Ich glaube, dass jemand wie Helmut Kohl nicht unmittelbar Gelder verteilen muss. Er vergab Posten und verlieh loyalen Mitarbeitern Macht und Entscheidungskompetenz. Und in dieser Hinsicht - einer Personalpolitik, die sich an Loyalität orientiert - hatte Kohl ein unglaublich waches Gedächtnis.

Als ausgebildeter Historiker müsste Helmut Kohl eigentlich auch Quellen und Dokumente nennen, die seine Thesen stützen. Warum scheuen die meisten Memoirenschreiber die Fußnote wie der Teufel das Weihwasser?

Ich weiß, dass Kohl für seine Memoiren sehr viel gelesen und sich auch früher vieles aus der Parlamentsbibliothek besorgt hat. Und ein Politiker wie Genscher hat zum Beispiel sehr exakt in seinen Memoiren Daten und Quellen genannt. Ich glaube, die Scheu vor Fußnoten hat eher etwas mit der Verkäuflichkeit des Buches zu tun. Meist sind es ja auch nicht die Fakten, die falsch sind, sondern die Interpretationen, die Anlass zu Widerspruch geben.

Der Altkanzler fühlt sich als Opfer von Demagogie und Geschichtsfälschung. Welche Auswirkung hat diese Selbstdefinition auf seine Memoiren?

Ich glaube, er wird versuchen, seinen ehemaligen Kritikern die Realgeschichte entgegenzuhalten. Es stimmt ja auch: 1990 waren viele, zum Beispiel Oskar Lafontaine, gegen die – zu schnelle oder zu teure – Wiedervereinigung. Doch sie kam, und zwar schneller, als gedacht. Heute profitieren auch die damaligen Kritiker davon. Und daran wird Kohl sie erinnern.

Wobei man die Geschichte immer so oder anders lesen kann. Welchen historischen Nährwert haben Memoiren überhaupt?

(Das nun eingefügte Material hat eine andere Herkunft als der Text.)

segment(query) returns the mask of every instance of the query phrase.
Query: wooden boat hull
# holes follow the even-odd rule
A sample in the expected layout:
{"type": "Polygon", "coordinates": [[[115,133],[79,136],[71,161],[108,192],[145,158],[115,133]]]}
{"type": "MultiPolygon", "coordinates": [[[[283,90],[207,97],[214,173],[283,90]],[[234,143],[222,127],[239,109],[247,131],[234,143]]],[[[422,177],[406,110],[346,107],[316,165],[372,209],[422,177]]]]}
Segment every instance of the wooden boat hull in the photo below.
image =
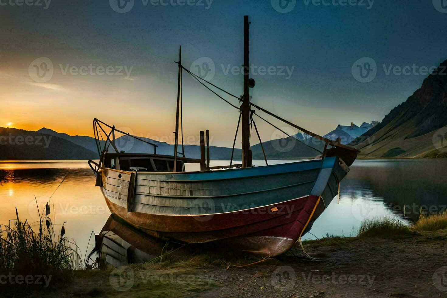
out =
{"type": "Polygon", "coordinates": [[[310,229],[348,171],[336,157],[192,173],[105,168],[101,189],[111,212],[153,236],[274,256],[310,229]]]}

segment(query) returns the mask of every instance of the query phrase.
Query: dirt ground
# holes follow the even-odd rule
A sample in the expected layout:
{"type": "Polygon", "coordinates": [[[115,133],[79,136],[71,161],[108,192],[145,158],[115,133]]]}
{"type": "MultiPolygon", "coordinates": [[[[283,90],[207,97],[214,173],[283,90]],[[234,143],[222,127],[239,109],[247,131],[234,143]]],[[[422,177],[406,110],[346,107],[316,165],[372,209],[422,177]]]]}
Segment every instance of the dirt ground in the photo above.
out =
{"type": "Polygon", "coordinates": [[[286,255],[226,261],[194,257],[164,266],[84,270],[39,297],[447,297],[447,229],[392,238],[329,238],[286,255]],[[128,275],[127,277],[129,277],[128,275]]]}

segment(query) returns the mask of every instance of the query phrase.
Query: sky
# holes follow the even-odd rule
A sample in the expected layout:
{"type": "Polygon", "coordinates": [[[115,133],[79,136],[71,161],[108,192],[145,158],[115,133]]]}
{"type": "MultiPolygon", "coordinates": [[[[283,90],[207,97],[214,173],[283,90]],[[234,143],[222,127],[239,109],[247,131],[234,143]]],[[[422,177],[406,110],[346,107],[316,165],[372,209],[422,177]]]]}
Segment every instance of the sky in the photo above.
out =
{"type": "MultiPolygon", "coordinates": [[[[179,46],[186,68],[240,95],[245,15],[253,103],[321,135],[380,121],[447,59],[446,4],[0,0],[0,126],[93,136],[96,118],[172,143],[179,46]]],[[[183,78],[184,138],[208,129],[212,145],[231,147],[238,111],[183,78]]],[[[263,141],[281,136],[256,123],[263,141]]]]}

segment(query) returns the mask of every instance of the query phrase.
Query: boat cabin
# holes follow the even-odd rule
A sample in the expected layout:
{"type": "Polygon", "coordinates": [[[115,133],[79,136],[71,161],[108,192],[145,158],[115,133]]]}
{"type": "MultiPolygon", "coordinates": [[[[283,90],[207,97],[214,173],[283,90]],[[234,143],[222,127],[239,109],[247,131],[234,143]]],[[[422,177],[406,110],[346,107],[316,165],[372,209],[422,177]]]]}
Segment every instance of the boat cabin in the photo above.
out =
{"type": "MultiPolygon", "coordinates": [[[[143,153],[105,153],[104,166],[111,169],[135,172],[173,172],[174,156],[143,153]]],[[[177,171],[185,171],[185,163],[200,162],[200,159],[177,157],[177,171]]]]}

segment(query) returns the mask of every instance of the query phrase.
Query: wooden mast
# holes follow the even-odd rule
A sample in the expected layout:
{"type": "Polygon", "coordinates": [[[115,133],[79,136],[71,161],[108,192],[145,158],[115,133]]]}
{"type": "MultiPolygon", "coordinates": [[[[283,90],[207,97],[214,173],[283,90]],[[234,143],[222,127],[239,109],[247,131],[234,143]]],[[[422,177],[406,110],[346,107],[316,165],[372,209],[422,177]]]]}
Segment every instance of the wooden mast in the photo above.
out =
{"type": "Polygon", "coordinates": [[[174,172],[177,171],[177,151],[178,147],[178,114],[180,109],[180,98],[181,97],[181,46],[178,54],[178,82],[177,84],[177,111],[175,116],[175,145],[174,147],[174,172]]]}
{"type": "Polygon", "coordinates": [[[241,105],[242,118],[242,168],[251,167],[250,154],[250,94],[249,85],[249,16],[244,17],[244,97],[241,105]]]}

Memoiren sind immer subjektiv konstruierte Geschichten. Der Autor will sich legitimieren, das ist keine Frage.

Wer war der wüsteste Geschichtsverdreher, der Ihnen bislang untergekommen ist?

Alle haben ein wenig zurechtgerückt, geschliffen, will heißen: ein wenig gelogen. Der härteste Fall war aus meiner Kenntnis heraus jedoch Erich von Mansteins Erinnerungen "Verlorene Siege" - eine hanebüchene Geschichtsverdrehung, vor allem, was die Rolle der Generalität, ihre Beteiligung an Kriegsverbrechen aber auch die Kriegsereignisse selbst angeht.

Memoiren sind gewöhnlich erfolgreicher als Biographien über die jeweilige Person. Woran liegt es?

Das ist nicht immer so, aber es gibt generell Zeiten, die für Biographien und Autobiobiographien förderlich sind. Meistens sind es Zeiten des Umbruchs und des damit verbundenen Verlustes an früheren Orientierungen. Die Leser suchen, auch bei hohen Politikern, nach Erfahrungen, die den ihren ähneln und damit nach Bestätigung.

Und was treibt die Schreiber an?

Memoirenschreiber haben eine tragische Seite, weil sie Zeugen einer untergehenden Epoche sind und gegen eine neue Zeit anschreiben. Sie wissen, dass sie die letzten Pinguine auf der Eisscholle sind, die immer stärker schmilzt. Sie haben nur noch eine letzte Chance, sich im das kulturellen Gedächtnis der nachfolgenden Generation zu verankern. Und sie wissen, dass sie einen doppelten Tod sterben: Zuerst stirbt die Gültigkeit ihrer Perspektive - die in ihrer aktiven Zeit noch da gewesen sein mag - dann sterben sie physisch. Und die Memoiren sind auch so etwas wie ein ungeduldiges Vorantreiben dieses letzten Geschäfts.

Was können Sie den Lesern von Memoiren mit auf den Weg geben?

Nehmt sie als Literatur, als Quelle, und versucht sie mit wissenschaftlicher Literatur zu konfrontieren. Aber ich würde mir den Spaß an der Lektüre nicht nehmen lassen.